There are good reasons why the Incas called the cocoa a drink of the gods. When you open the package, you will immediately be enveloped in the scents that Christopher Columbus must have had around him when he entered the island of Hispaniola as the first European more than 500 years ago.

nutrients of cacao

Through SoloCoco's gentle and chemical-free processing, you receive cocoa products that contain more than 300 different healthy nutrients. The proportion of antioxidants occupies a very special position. With SoloCoco the proportion is at least four times higher than with dark chocolate and actually 20 times higher than with blueberries. Serotonin, also known as happiness hormone, is added to this. This results from the digestive process of theobromine, another important ingredient of our cocoa. Theobromine is Greek and by the way means "gods food".

WHAT DISTINGUISHES SOLOCOCO COCOA FROM MOST COMMERCIALLY AVAILABLE COCOA POWDERS, BAKERY COCOA OR CHOCOLATE?

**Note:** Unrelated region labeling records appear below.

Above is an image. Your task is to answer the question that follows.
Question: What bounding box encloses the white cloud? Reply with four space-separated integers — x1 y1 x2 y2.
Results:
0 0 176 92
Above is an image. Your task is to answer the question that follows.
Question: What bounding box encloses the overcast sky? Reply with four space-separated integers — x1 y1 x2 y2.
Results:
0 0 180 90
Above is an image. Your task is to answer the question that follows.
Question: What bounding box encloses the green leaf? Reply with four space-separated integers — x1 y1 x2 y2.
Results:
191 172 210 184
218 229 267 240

Certified Fair Trade processes and their regular inspection are a self-evident part of SoloCoco. Accordingly, there is no verifiable incidence of child labour. SoloCoco sends children to school and not to work. Above-average wages, training and promotion of employees are a standard. Likewise, it is the social projects for which a defined share of the proceeds is provided and which are used under the joint responsibility of the employees.

 

In addition to the social fair trade projects, raw food quality is another important difference that is lost when, as with most manufacturers, the Dutch process (alkalisation) is used and/or the dried cocoa beans are roasted. In the Dutch process, the fermented and dried beans are placed in a lye solution at approx. 125°C and soaked. The aim is to reduce the relatively sour taste that is produced during fermentation and at the same time make the colour slightly darker. This takes up to 2 days, but can be reduced to less than an hour by using a pressure cooker. Of course, after this process the quality of the raw food is broken and between 60 and 90% of the antioxidants are destroyed. This also massively reduces the cancer-reducing effect which many scientists assume. In addition, antioxidants are thought to slow down skin aging and wrinkling. Some major manufacturers also claim that this Dutch process is necessary for the cocoa to dissolve better in water. The same is true of the acid taste. This has not yet been scientifically proven. Just test it yourself!